The rivals Taboola and Outbrain, two of the biggest online-content-recommendation companies, are combining in a cash and stock deal, the two companies announced on Thursday.

Taboola founder and CEO Adam Singolda wouldn’t call the agreed-on deal an acquisition, but the combined company will operate under the Taboola name; Outbrain shareholders will receive shares representing 30% of the combined company and $250 million in cash; and Singolda will remain CEO.

Managers and board members of the two companies will make up the board of the combined company. Taboola President and Chief Operating Officer Eldad Maniv and Outbrain co-CEO David Kostman will manage the integration, while Outbrain cofounder and co-CEO Yaron Galai will stay on for at least 12 months after the closing.

Taboola is trying to create an alternative to Facebook and Google

Taboola and Outbrain, both started in Israel but now based in New York, use widgets to place recommended links to articles, videos, and products across hundreds of publisher websites (including Business Insider), like those “Sponsored” posts that appear near the bottom of many articles. They make money by sending traffic to publishers’ sites and placing ads in those widgets, and reports of the companies merging have made the rounds for years.

Both have also been criticized for enabling the spread of clickbait and fake news in the widgets, causing some publishers and brands to distance themselves from the companies.

Taboola has billed itself as an alternative to Google and Facebook over the years, trying to own discovery the way the tech giants dominate search and social advertising. As Google and Facebook dominate digital-advertising revenue, and regulatory calls for their break up grow louder, the need for Taboola and Outbrain to come together was stronger than ever, Singolda said.

“There’s so much focus on Google and Facebook being too big that it’s almost like a rallying cry from the industry to create more choice,” he said. “We hope that this is a huge win for the industry, giving small and big advertisers more choice in terms of where they can run their ads online and, in turn, help to grow revenue for publishers.”

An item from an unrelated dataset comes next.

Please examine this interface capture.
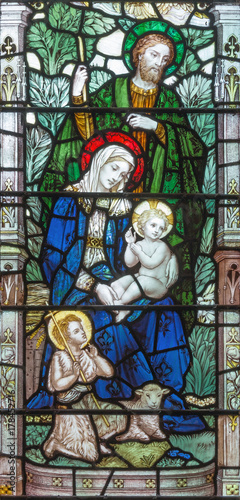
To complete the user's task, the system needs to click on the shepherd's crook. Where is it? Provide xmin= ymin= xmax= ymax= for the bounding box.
xmin=78 ymin=36 xmax=91 ymax=139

Singolda said Taboola and Outbrain made more than $2 billion in revenue combined at the time of the deal being finalized, and that the new company would have more than 2,000 employees across 23 offices, with more than 20,000 clients including advertisers like Pandora and Whirlpool and publishers like CNN and The Washington Post.

Taboola has raised $157 million from investors including Fidelity Investments, Marker, and Steadfast Capital, while Outbrain has raised $150 million in funding from Index Ventures, Viola Ventures, and Lightspeed Venture Partners, among others, according to The Wall Street Journal.